Interview with chef Emily Scott

photo by David Griffen

photo by David Griffen

The world of food is undoubtedly a male-dominated one. I say this not as a feminist but simply as a matter of fact. I wrote a piece on the Great British Menu 2012 in which it was noted that only one out of the 24 contestants was female. In an interview last year, Angela Hartnett described how she had to prove to Gordon Ramsay in her early days that, “I could last in the kitchen like men could.”

Interviewing the only woman nominee and subsequent winner of the Food Mag’s Reader Awards 2013 for Best Chef category, was therefore a breath of culinary fresh air. Emily Scott was owner and head chef at The Harbour Restaurant, Port Isaac, and now runs her own catering company She beat four male heavyweights of the Cornish kitchen world to get her award. We spoke not of gender but simply of her love for good food which centres on memories, family and place.

emily scott“Food for me is not about a meal as such but ingredients associated with a place.

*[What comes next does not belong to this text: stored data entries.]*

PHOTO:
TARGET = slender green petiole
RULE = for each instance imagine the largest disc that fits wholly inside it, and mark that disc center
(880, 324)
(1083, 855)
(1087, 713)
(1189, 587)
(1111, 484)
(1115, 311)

My last meal on earth would be a white peach eaten in Bagnol, Provence, on the balcony of my grandfather’s house.” Disappearing to Burgundy for three years after training at a catering college in London was formative in shaping the food served up at The Harbour: “In France I found my ethos of food and how I wanted to cook and live.”

Emily refreshingly reveals that she “wouldn’t be a very good stay-at-home mother”, but acknowledges that “you are never not a mother, even at work.” Is this the reason for the great gender divide in the food world? Is it babies that ultimately prevent women from smashing through the sugar crust of the crème brûlée ceiling? After all, Angela Hartnett admitted that she had no time for a relationship and a family. Not so for Emily.

“People talk about rosettes and stars but I don’t want to do it. It’s very different as a female and I don’t think it’s something I want to do. It’s all about expectation and I want people to come and discover us for what we are rather than what we are expected to be.”

The next challenge for Emily? Learning not to become too emotionally involved, learning to take stock and moving on to bigger things: “Ultimately we are looking for a bigger restaurant. I’m really proud of what we’ve achieved as such a small team.” But be warned, this is a woman who “doesn’t do things by halves.”


2 thoughts on “Interview with chef Emily Scott

  1. I find the gender balance in the food industry really strange – it’s undoubtedly dominated by men, yet in most families I know it’s still the woman that does the cooking, and there’s still a lot of the old fashioned view that it’s ‘women’s work’. It certainly doesn’t have anything to do with skill, so maybe it’s more about drive and ruthlessness, and being prepared to put your career above absolutely everything else – maybe they are traits that are just naturally found more often in men?

    I am ashamed that despite living just a few miles away I STILL haven’t eaten at The Harbour – I really, really must, ASAP!


  2. It is an interesting dichotomy and one for which I think there is no simple answer although it does seem that the more famous female chefs are either, single, of a certain age or rather masculine No? Get thee to The Harbour to eat pronto!